Beyond the Gates of Evermoore
Page 15
But it was thoroughly empty.
No prom for you, she thought with a nervous laugh, and now no cotillion either. You’re batting a thousand, Melody.
She’d missed her senior high school dance, ironically, due to her ‘gift’. It turned out that while it was somewhat advantageous to read someone’s thoughts and feelings, it wasn’t always fun. Especially not when your boyfriend Jason inadvertently reveals he’s been sleeping with someone else — one of your closest friends, to boot — just hours before the big night.
The realization had been bitter, the confrontation even worse. It had ruined any chance Melody had of finishing her senior year with any degree of happiness, but at least it had made the decision to go to New York that much easier.
She sighed, thinking back on what the pseudo-gypsy had said to her about sorrow. Her abilities were both a blessing and a curse, and they didn’t always come when she needed them. Sometimes they were outright useless, too. Melody would try to determine if someone were lying about something, only to read a recipe, or a reminder to pick someone up at the airport, or the random memory of pure ecstatic joy from hugging a puppy.
Bits and pieces. That’s all she got. Fragments. Shadows. And sometimes, she’d learned bitterly? Getting half a story from someone’s mind was worse than nothing at all.
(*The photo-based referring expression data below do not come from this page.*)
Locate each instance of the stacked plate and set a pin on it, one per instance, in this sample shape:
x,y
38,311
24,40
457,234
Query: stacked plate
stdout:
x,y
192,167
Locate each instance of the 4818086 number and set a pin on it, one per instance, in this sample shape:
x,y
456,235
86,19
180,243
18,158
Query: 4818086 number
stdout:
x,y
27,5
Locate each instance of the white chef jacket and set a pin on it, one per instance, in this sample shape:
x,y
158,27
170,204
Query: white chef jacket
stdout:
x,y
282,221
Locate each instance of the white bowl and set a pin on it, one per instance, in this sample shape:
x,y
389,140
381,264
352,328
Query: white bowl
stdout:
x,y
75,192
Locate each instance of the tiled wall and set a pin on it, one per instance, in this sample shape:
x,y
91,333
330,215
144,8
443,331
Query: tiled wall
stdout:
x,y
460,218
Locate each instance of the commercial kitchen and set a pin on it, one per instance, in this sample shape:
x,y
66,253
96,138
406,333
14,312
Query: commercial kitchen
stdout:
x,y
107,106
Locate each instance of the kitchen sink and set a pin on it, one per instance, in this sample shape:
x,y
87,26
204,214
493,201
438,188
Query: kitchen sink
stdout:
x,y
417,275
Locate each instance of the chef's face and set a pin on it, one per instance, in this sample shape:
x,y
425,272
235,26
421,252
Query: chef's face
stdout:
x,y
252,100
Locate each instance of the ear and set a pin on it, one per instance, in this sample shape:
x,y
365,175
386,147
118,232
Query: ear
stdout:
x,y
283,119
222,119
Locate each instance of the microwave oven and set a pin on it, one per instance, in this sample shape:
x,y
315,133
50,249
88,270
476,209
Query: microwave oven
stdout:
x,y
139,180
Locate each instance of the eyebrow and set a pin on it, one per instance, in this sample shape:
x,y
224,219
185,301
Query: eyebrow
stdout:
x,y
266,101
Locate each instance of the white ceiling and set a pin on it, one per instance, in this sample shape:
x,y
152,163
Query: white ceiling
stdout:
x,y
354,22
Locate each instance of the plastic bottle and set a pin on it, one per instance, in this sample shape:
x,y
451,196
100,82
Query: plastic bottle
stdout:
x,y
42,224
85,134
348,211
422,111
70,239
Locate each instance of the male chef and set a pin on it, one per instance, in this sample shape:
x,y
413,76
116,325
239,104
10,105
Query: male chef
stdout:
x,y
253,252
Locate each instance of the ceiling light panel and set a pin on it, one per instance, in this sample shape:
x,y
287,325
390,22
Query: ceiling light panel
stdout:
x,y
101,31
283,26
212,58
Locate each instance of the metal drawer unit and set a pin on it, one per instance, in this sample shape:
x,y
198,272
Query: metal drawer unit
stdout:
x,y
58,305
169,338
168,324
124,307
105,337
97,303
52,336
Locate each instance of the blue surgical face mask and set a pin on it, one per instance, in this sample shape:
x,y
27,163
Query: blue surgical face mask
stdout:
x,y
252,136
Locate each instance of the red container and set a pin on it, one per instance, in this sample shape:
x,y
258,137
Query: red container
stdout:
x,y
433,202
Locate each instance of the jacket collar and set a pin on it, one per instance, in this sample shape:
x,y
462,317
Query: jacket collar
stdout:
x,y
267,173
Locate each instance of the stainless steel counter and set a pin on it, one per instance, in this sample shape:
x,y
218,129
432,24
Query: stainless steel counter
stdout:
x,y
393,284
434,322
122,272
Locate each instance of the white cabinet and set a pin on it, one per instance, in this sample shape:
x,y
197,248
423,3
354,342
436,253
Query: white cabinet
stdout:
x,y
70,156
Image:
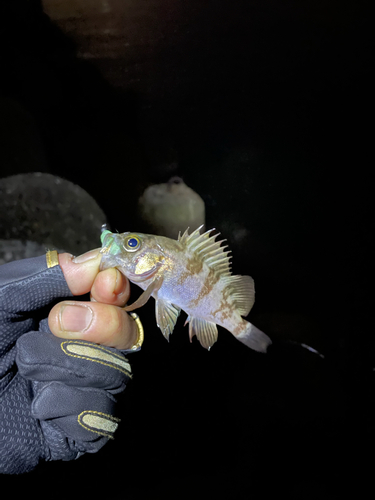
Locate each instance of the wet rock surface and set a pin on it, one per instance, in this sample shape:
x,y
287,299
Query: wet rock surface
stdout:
x,y
40,211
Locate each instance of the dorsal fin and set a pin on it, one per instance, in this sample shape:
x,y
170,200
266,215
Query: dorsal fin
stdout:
x,y
208,249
A minute later she was in the conservatory, standing in front of an elaborate glass trophy case. Tiny crystal birds filled the first two shelves. Melody saw a beautiful vintage music box — she knew it from the treble-clef on its front, and because she owned a similar one herself. Her father, a gifted violinist, had given it to her on her eighth birthday. He’d given her her name, too.
Focus.
Above, on the higher shelves, she saw more gold and silver trinkets. There was a small spoon collection. An antique dueling pistol, set in a wooden stand. Melody stood on her tiptoes, straining to see. She saw a drinking — no, a powder — horn. An engraved flask. A scrolling filigree box with the cameo of a woman on the front. It was too small to hold the egg though, she decided.
SKRIIIIIIT!
Melody’s heart leapt into her throat. Something moved. Something in the shadows, on the other side of the room.
She recoiled immediately, crouching down and curling into a ball. She felt vulnerable and naked in only her underwear. She was torn immediately between hoping she wouldn’t be seen, and wanting to run as fast as she could.
For now, she stayed put.
SKRIIIIIIT!
It was a shifting noise. A dragging sound. Like someone scraping a dried branch against a stone floor.
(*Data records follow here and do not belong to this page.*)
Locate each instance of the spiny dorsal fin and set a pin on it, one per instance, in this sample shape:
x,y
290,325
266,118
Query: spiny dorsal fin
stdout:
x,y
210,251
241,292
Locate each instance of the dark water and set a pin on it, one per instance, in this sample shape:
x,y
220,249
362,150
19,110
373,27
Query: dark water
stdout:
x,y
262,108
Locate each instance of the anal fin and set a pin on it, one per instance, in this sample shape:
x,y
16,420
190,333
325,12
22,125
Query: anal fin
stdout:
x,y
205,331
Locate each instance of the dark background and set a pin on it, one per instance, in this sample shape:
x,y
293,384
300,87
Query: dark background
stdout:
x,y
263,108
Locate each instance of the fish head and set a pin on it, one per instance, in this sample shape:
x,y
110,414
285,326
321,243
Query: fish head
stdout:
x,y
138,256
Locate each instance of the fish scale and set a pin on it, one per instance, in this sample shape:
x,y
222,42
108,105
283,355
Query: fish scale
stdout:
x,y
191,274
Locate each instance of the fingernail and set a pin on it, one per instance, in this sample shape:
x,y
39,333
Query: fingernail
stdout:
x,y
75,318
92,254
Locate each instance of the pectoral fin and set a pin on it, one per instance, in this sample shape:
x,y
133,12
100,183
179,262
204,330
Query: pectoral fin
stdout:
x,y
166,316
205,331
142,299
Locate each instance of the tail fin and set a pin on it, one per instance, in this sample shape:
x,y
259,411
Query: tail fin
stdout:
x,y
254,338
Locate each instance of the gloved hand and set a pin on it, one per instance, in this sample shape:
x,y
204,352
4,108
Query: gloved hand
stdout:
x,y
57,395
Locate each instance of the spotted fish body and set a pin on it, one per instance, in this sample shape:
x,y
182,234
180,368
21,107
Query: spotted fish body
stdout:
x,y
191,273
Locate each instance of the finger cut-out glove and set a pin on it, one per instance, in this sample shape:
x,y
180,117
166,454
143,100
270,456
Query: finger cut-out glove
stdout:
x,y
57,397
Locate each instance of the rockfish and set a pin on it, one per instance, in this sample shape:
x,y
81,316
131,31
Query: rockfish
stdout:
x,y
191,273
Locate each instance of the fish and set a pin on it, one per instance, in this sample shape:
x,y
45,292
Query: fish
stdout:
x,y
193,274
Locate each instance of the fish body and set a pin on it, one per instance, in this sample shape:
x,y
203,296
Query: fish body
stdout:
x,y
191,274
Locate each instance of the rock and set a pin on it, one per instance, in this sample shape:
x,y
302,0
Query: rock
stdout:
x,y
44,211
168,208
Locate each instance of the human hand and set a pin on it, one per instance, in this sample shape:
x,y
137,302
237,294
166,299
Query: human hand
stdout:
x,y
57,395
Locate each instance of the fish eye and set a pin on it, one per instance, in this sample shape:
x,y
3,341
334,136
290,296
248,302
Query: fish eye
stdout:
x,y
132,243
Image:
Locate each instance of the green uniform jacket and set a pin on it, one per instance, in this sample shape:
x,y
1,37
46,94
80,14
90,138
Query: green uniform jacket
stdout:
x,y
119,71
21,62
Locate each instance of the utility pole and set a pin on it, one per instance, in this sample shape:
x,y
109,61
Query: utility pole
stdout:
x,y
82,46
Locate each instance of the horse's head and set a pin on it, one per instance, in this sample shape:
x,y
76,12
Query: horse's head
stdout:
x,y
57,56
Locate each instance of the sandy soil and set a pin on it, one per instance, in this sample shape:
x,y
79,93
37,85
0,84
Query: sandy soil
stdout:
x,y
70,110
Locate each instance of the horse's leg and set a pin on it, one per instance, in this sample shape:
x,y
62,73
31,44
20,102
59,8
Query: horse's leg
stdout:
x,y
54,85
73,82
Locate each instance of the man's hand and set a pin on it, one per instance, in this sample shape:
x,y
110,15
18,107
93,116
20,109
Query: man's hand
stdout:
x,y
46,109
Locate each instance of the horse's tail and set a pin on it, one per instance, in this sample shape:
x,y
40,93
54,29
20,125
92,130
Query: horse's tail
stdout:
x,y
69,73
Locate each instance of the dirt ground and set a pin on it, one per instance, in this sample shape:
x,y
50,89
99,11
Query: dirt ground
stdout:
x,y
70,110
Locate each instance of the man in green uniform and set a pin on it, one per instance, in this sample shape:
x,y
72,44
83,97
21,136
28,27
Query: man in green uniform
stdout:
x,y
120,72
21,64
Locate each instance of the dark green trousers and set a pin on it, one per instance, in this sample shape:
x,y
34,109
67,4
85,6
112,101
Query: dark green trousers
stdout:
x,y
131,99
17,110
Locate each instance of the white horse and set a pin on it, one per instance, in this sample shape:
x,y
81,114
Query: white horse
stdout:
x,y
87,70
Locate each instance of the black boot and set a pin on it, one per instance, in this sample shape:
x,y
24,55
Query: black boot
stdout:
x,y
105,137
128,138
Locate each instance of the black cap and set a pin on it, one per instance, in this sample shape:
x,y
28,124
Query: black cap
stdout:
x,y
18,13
Get out of here! her mind screamed. Go!
She was up and out, moving in one fluid motion. At the base of the staircase she turned to look back. It was horrible, staring into the darkness of the previous doorway. Wanting but not wanting to see what might come through it…
SKRIIIIIIT! SKRIIIIIIT!
She took the stairs two at a time. And then she was back, back in the hallway. Back in her hallway, standing at the door to her room. Melody grabbed the knob. Turned it…
But the knob didn’t move.
The key!
She’d forgotten to take it with her! It hadn’t even occurred to her that the door might lock behind her.
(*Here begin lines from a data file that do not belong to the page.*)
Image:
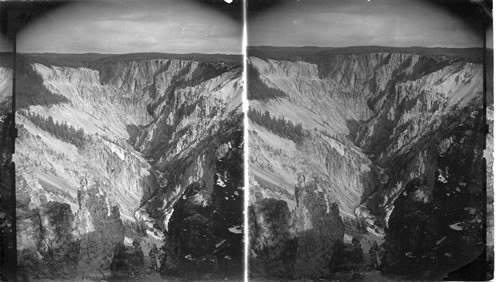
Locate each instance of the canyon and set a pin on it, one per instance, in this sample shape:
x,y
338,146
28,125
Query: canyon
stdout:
x,y
389,143
129,166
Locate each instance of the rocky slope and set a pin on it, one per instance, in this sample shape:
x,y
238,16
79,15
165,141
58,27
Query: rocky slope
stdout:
x,y
7,205
379,125
107,147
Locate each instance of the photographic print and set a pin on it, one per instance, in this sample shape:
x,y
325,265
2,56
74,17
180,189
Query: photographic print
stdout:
x,y
367,130
129,154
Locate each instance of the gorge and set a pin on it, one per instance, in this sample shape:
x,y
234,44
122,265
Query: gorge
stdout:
x,y
386,145
129,165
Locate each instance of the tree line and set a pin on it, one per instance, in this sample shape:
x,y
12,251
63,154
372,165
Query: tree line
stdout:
x,y
62,131
279,126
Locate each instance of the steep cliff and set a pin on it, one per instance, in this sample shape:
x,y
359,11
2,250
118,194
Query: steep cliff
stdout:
x,y
133,132
375,121
302,243
7,194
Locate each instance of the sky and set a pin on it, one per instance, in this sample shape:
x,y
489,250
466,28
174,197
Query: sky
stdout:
x,y
340,23
124,26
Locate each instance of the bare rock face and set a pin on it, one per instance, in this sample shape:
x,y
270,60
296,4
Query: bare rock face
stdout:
x,y
56,249
205,234
62,244
443,228
298,244
100,228
273,247
384,131
318,226
139,130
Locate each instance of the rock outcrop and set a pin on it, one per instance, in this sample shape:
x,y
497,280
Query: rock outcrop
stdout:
x,y
377,124
297,244
140,129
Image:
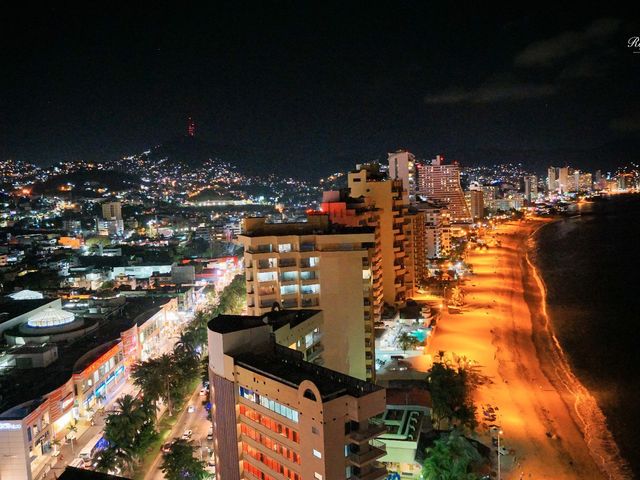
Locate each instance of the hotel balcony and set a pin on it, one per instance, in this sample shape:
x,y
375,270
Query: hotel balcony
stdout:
x,y
376,450
372,431
376,473
314,352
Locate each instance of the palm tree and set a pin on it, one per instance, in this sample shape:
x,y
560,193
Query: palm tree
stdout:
x,y
407,341
451,458
72,428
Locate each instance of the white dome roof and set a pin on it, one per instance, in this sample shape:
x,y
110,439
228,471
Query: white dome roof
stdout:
x,y
50,317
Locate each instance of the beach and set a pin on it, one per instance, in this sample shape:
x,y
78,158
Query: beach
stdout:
x,y
551,424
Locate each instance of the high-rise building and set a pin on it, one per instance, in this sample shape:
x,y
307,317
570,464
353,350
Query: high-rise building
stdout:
x,y
552,179
402,166
530,188
437,229
275,415
317,265
415,250
389,197
476,204
563,179
112,211
440,182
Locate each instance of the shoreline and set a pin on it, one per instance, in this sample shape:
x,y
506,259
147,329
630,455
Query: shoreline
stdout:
x,y
585,411
503,330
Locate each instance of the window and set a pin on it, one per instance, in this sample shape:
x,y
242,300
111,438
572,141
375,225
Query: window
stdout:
x,y
284,247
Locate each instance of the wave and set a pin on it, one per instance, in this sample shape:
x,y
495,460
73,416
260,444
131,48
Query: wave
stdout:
x,y
586,411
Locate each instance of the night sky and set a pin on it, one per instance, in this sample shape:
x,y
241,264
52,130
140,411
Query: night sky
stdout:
x,y
311,90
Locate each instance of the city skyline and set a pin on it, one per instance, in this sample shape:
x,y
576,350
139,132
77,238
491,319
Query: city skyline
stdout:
x,y
322,86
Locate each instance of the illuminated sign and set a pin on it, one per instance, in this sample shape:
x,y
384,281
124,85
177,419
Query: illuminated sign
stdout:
x,y
68,400
10,426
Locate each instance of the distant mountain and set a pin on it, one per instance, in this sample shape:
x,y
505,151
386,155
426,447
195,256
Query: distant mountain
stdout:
x,y
194,152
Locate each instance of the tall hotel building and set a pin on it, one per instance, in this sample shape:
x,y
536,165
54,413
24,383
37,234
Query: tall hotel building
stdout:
x,y
440,182
276,416
317,265
389,197
402,166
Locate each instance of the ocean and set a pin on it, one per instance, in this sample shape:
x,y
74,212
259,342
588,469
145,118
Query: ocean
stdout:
x,y
591,267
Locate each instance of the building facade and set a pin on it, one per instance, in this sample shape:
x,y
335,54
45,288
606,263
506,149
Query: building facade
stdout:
x,y
440,182
318,266
389,198
277,416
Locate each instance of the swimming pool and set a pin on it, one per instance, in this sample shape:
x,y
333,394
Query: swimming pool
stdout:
x,y
419,334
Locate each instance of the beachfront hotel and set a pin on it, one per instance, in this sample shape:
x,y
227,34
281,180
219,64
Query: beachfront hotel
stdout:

Another noise reached her ears. This time, it was more of a bump. A thump. A double-thump…
Someone — or something — was coming up the stairs.
Holy shit holy shit holy shit…
Melody ran past the next door and stopped at the second one. How many doors down was Eric’s room? Two? Three? She squeezed her eyes shut, trying to remember. Tried the knob gently, but it didn’t move.
This is it. It’s gotta be it.
She curled her knuckles against the door. Just before knocking, she heard another sound — this one from the other side.
The sound of a man weeping.
All the blood in her veins went to ice. The long, wracking sobs on the other side of the door were borderline hysterical. They came with an intermittent wailing that sent shivers down Melody’s spine.